Deryn abrió la boca para discutir, luego dudó y media sonrisa cruzó por su rostro.

—De modo que también debes pensar que estamos destinados a estar juntos.

Alek parpadeó.

—¿Qué?

—Ya te conté cómo fui a parar al Leviathan. Si una fenomenal tormenta no me hubiese arrastrado por media Gran Bretaña, yo habría estado sirviendo en el Minotauro con Jaspert. Y, por lo tanto, nunca te habría conocido.

—Bueno, creo que no.

—Y cuando nos estrellamos y viniste a ayudarnos con aquellos ridículos zapatos para andar por la nieve, te dirigiste directamente hacia donde yo estaba tendida en la nieve —su sonrisa se hizo más ancha—. En primer lugar, me salvaste.

—Solo de que se te congelase el trasero.

Alek miró el cuenco vacío ante él, había un huevo de pescado pegado a un lado. Lo recogió con los palillos y se lo quedó mirando.

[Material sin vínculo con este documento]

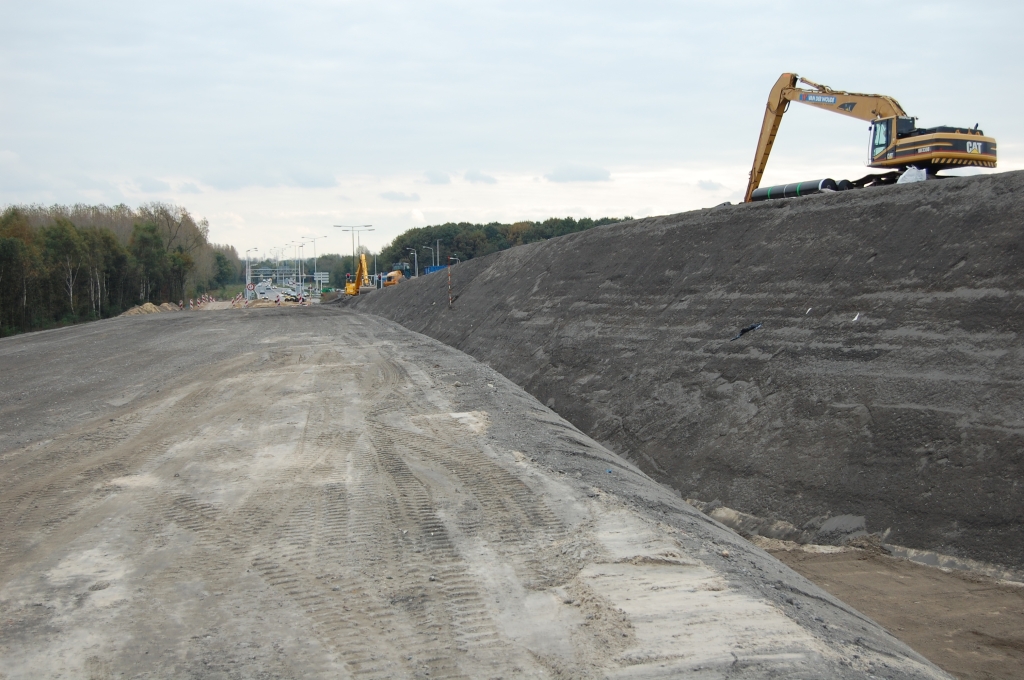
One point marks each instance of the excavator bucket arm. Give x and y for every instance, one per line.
x=777, y=103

—Y cuando escapaste de la nave en Estambul, pensabas que te habías librado de mí —Deryn soltó un bufido—. Poco probable.

—Tienes la costumbre de aparecer.

—Tiene que ser muy duro para ti. ¡Me refiero a que tu destino esté tan ligado al de un condenado plebeyo! —se metió en la boca su último bocado de fideos, riendo para sí.

Alek frunció el ceño. Los dos días que había estado cavilando, de ninguna forma se le había pasado por la mente que sin Deryn Sharp la Revolución otomana habría fracasado y, seguramente, Alek nunca habría regresado a bordo del Leviathan. Y siguiendo esta lógica tampoco habría conocido a Tesla y tampoco estaría tan cerca de acabar con la guerra.

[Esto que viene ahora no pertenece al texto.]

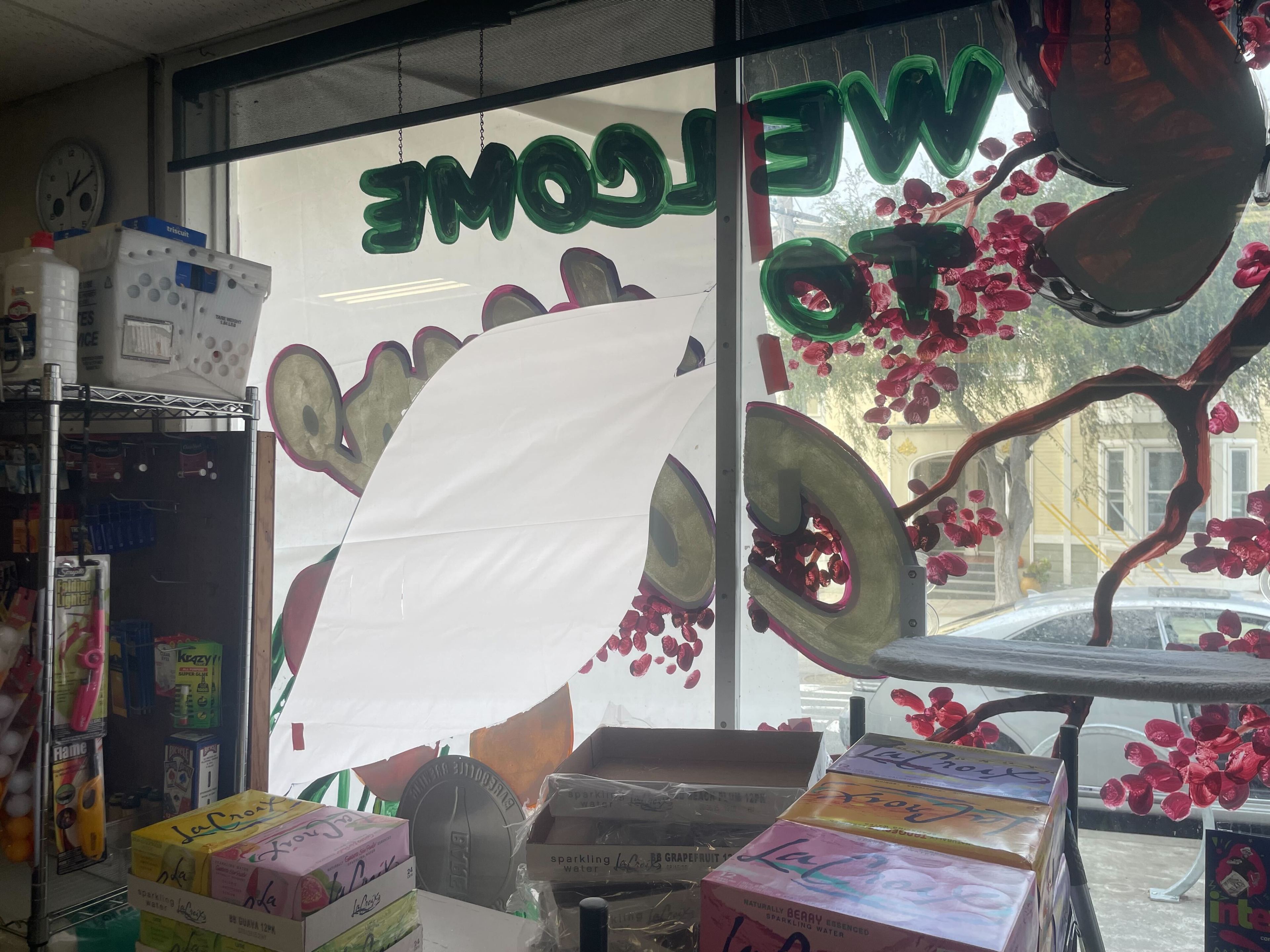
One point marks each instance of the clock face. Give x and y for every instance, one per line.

Deryn había estado allí en cada paso del camino.

—¿Estamos conectados, verdad?

—Sí —dijo ella, aún masticando—. Y para que pudiéramos conocernos bien tuve que hacerme pasar por chico. ¡Imagínate!

—Condenado destino —dijo Bovril y eructó.

Alek alzó las manos en señal de rendición. Había peores cosas que estar conectado con Deryn Sharp. En realidad, el simple hecho de que ella estuviese sonriendo le enviaba una oleada de alivio, de nuevo era su aliada, su amiga. La providencia parecía estarle diciendo que ella siempre lo sería.

De pronto el puño que había estado atenazando su corazón aflojó su presión.

—Ha sido horrible estar peleado contigo.

Deryn se echó a reír.

—Yo también te he echado de menos, príncipe bobo —iba a decir algo más, pero entonces echó una mirada por encima del hombro a los dos guardias y suspiró—: Deberíamos ir a recoger nuestras ropas. Tesla bajará en unas pocas horas.

Alek asintió con la cabeza.

—Va a ser una especie de espectáculo.